From ice cream to lattes, vanilla is one of the most popular spices in the world. It’s also one of the most labor-intensive to produce, and shortcuts lead to a less tasty product. Today, scientists report a profile of 20 key chemicals found in vanilla bean extracts, including several previously unknown ones, that together create vanilla’s complex and enjoyable flavor. The work could help manufacturers and farmers develop better-tasting vanilla and improve quick-curing methods.
The researchers will present their results at the fall meeting of the American Chemical Society (ACS).
“Vanilla is the second-most expensive spice in the world,” says Diana Paola Forero-Arcila, Ph.D., who is presenting this work at the meeting. “One of the reasons it’s so expensive is because its flavor is developed during a curing process that takes up to nine months.”
Two shortcuts are currently used to get around this long, drawn-out curing process. One is to speed it up with quick-curing methods that attempt to recreate the luscious natural vanilla flavor in a fraction of the time. Another is to make artificial vanilla, familiar to consumers as a less pricey alternative to the real thing.
But these types of products fall flat in terms of flavor because they both focus on vanillin, Forero-Arcila explains. Quick curing attempts to maximize the amount of vanillin in the cured bean, whereas artificial vanilla contains only one flavoring agent — lab-made vanillin. Though vanillin is an important part of a vanilla bean’s flavor, the alternative products are missing many other flavor compounds that develop during the long, traditional curing process and that are essential to the distinctive vanilla taste. “It’s very important that we understand the complexity of vanilla’s flavor and try to identify the compounds that are behind that complexity,” says Forero-Arcila.
To capture that complexity, Forero-Arcila, who is a postdoc at The Ohio State University, used an approach called untargeted flavoromics to pinpoint which chemicals in vanilla bean extracts are the most important for the overall aroma and taste. The researchers first made extracts from 15 beans they sourced from various countries and that were cured differently. They then constructed a chemical profile of each type of bean and identified which compounds were present. To find out how people reacted to the extracts, the team asked more than 100 individuals to taste the samples and rate whether they liked or disliked the flavors.
By connecting the dots between the chemical profiles and the taste ratings, the researchers identified 20 compounds that are the main drivers behind whether a person likes the flavor of a vanilla extract. Of these compounds, some, like vanillin, were expected. “Some of the compounds we identified are well-known vanilla components; however, this is the first report of them impacting consumer acceptability,” says Forero-Arcila. And several compounds important for the flavor were completely unknown, says Devin Peterson, Ph.D., the project’s principal investigator. The researchers are still analyzing these novel vanilla compounds to determine the final structures, but they have observed that the compounds have phenolic and aglycone parts. They also identified some compounds present in the extracts that made people dislike the flavor. One example is anisaldehyde, which has a floral aroma. Forero-Arcila found that anisaldehyde is produced during the curing process from a previously unknown precursor.

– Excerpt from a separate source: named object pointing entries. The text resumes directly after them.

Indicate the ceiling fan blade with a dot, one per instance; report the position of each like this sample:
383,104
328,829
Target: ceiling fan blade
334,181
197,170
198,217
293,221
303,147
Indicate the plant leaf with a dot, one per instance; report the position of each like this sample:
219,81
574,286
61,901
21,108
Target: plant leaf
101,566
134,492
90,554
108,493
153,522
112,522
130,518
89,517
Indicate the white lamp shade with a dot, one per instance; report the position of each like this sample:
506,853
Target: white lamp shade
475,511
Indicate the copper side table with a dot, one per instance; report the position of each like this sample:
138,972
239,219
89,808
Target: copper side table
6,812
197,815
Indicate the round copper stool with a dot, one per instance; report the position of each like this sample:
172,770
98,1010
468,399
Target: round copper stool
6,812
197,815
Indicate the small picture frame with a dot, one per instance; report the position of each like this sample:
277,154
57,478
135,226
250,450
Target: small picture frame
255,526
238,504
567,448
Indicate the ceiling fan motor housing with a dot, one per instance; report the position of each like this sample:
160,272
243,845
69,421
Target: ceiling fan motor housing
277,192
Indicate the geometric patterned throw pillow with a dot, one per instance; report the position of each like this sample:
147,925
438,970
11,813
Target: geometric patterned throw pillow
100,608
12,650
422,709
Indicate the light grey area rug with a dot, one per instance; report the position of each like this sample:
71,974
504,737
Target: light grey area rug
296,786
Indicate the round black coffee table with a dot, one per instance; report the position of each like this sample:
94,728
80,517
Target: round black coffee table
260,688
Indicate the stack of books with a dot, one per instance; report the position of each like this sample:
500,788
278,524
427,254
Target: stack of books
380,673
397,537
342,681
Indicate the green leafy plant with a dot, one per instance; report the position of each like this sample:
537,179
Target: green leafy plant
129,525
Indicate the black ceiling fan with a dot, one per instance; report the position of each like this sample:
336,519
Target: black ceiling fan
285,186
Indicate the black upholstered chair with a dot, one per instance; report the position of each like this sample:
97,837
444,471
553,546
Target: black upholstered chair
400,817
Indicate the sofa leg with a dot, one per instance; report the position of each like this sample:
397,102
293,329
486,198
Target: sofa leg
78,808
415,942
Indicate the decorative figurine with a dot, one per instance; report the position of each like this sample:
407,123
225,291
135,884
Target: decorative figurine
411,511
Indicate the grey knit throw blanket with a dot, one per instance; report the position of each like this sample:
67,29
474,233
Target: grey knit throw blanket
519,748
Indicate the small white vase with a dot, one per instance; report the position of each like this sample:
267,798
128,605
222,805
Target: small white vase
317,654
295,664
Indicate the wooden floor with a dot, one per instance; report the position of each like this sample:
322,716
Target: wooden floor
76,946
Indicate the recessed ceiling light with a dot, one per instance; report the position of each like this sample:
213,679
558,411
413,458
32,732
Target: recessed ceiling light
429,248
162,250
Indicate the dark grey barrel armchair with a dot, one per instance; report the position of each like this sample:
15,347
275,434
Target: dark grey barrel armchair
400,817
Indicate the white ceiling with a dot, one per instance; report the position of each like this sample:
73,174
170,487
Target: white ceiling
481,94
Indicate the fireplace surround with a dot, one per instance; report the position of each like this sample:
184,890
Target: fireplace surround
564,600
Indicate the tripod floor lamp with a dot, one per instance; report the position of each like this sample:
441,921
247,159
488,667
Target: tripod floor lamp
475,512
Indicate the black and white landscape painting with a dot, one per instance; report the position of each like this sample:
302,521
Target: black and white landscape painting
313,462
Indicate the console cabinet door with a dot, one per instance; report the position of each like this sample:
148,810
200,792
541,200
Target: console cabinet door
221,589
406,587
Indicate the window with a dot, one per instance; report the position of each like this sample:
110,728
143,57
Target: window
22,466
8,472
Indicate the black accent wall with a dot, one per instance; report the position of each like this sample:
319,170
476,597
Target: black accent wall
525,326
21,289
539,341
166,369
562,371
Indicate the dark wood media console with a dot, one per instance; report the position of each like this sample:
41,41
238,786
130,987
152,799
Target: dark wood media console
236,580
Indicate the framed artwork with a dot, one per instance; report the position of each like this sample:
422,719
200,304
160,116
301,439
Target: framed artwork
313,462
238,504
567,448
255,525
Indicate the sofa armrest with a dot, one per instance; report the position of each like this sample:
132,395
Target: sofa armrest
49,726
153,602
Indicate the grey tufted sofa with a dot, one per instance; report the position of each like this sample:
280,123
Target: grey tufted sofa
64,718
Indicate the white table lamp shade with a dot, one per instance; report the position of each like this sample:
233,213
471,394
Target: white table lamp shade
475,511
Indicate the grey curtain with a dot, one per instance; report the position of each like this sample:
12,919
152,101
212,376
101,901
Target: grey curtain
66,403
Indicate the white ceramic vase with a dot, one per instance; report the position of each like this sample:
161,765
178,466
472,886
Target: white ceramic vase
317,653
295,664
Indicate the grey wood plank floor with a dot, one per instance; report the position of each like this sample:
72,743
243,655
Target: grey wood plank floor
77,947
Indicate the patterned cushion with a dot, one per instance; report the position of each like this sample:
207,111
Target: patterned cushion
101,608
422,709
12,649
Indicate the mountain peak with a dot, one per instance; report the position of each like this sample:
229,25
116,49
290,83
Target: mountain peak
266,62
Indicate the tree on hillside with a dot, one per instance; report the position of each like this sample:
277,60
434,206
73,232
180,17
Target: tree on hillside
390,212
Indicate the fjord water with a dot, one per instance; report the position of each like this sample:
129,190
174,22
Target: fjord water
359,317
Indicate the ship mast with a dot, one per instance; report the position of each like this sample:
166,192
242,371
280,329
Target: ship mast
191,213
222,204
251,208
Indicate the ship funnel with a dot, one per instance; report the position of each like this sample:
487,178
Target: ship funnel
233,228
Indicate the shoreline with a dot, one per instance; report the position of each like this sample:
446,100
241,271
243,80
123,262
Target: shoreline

With this new profile of compounds, the researchers plan to share what they’ve learned with others in the food and agricultural industries. They think that the profile could help producers and farmers identify high-quality, valuable extracts, and price those extracts to match their quality. “The more you understand about how to make the materials more valuable, the more that value should flow through the whole system,” says Peterson. In the future, vanilla breeding programs and curing methods could focus on selectively producing the optimum compound profile for good flavor in vanilla plants.
The researchers acknowledge support and funding from the Flavor Research and Education Center at The Ohio State University.